Some of you may recall a popular British BBC series of the early 90’s, titled Waiting For God. If you do, you might be pleased to know it has been given a new lease of life as it has been adapted for the stage in its UK tour premiere, which is currently at the New Wolsey theatre, Ipswich. 

Unfortunately, I don’t remember the series as it was a little before my years, however that didn’t stop me from being intrigued by this quirky looking story. If like me, you don’t have prior knowledge, the story focuses on two characters – Diana Trent (Nichola McAuliffe) and Tom Ballard (Jefferey Holland). Both of whom are living at Bayview Retirement Village and are facing the challenges that come with growing old disgracefully. The two are rather spirited beings, Diana in particular is a battle-axe extraordinaire, while Tom is a little less aggressive though unafraid of standing up to the homes manager. Together they share hilarious adventures, with unexpectedly heart-warming results. 

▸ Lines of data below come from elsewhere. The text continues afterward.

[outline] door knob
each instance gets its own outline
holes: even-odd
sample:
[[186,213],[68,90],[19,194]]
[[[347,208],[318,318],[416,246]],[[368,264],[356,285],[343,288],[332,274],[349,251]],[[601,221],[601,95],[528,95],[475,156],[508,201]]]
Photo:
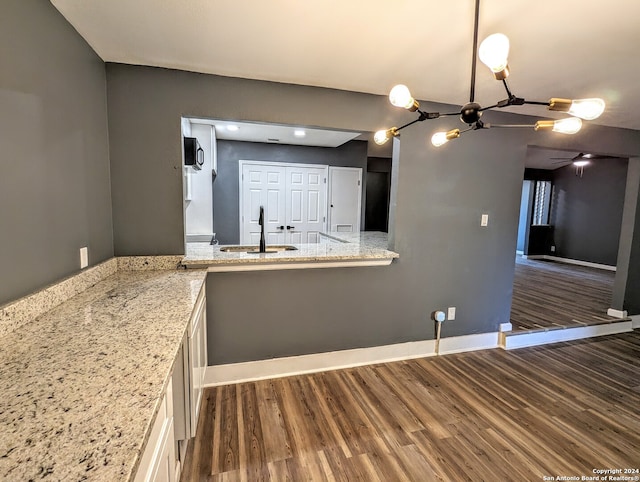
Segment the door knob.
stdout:
[[287,229],[295,229],[295,226],[287,226]]
[[276,229],[284,229],[284,226],[276,226]]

The cast are genius – there’s no denying Nichola McAuliffe as Diana Trent is the star of the show because she naturally steals every scene. Her portrayal of Ms Trent is just hysterical; you can tell through-out that underneath her tough cynical bitterness, there is a woman wanting to love and be loved. Her co-star, Jefferey Holland as Mr Ballard is of equal brilliance with his silliness and cheekiness. A small cast of nine all showcase great talent and create characters we love, loathe and somewhere in-between. 

The set only takes subtle changes through-out, the key set-piece being the two adjoining terraces of Trent and Ballard. It’s a rather simple design, yet it’s effective for the piece and makes it easy to transition to other sets. I rarely mention props in my reviews – but there was one particular ad-lib involving grapes that had the audience in stitches (and even the cast were struggling to contain the laughter!)

Overall, this is a darkly funny play with an ounce of naughtiness to it. Though underneath its farcical surface, there are many touching elements – covering subject matters of illness, death, growing old, the views on the elderly and love. It showcases that while growing older may not be brilliant, it doesn’t mean you have to give up the fun. It’s a show probably targeted to an audience slightly older than myself, however a brilliant one worth catching if you can! If you enjoyed the TV series, imagine all the best bits put into two hours; if you don’t recall the series or weren’t a fan, why not take a chance anyway!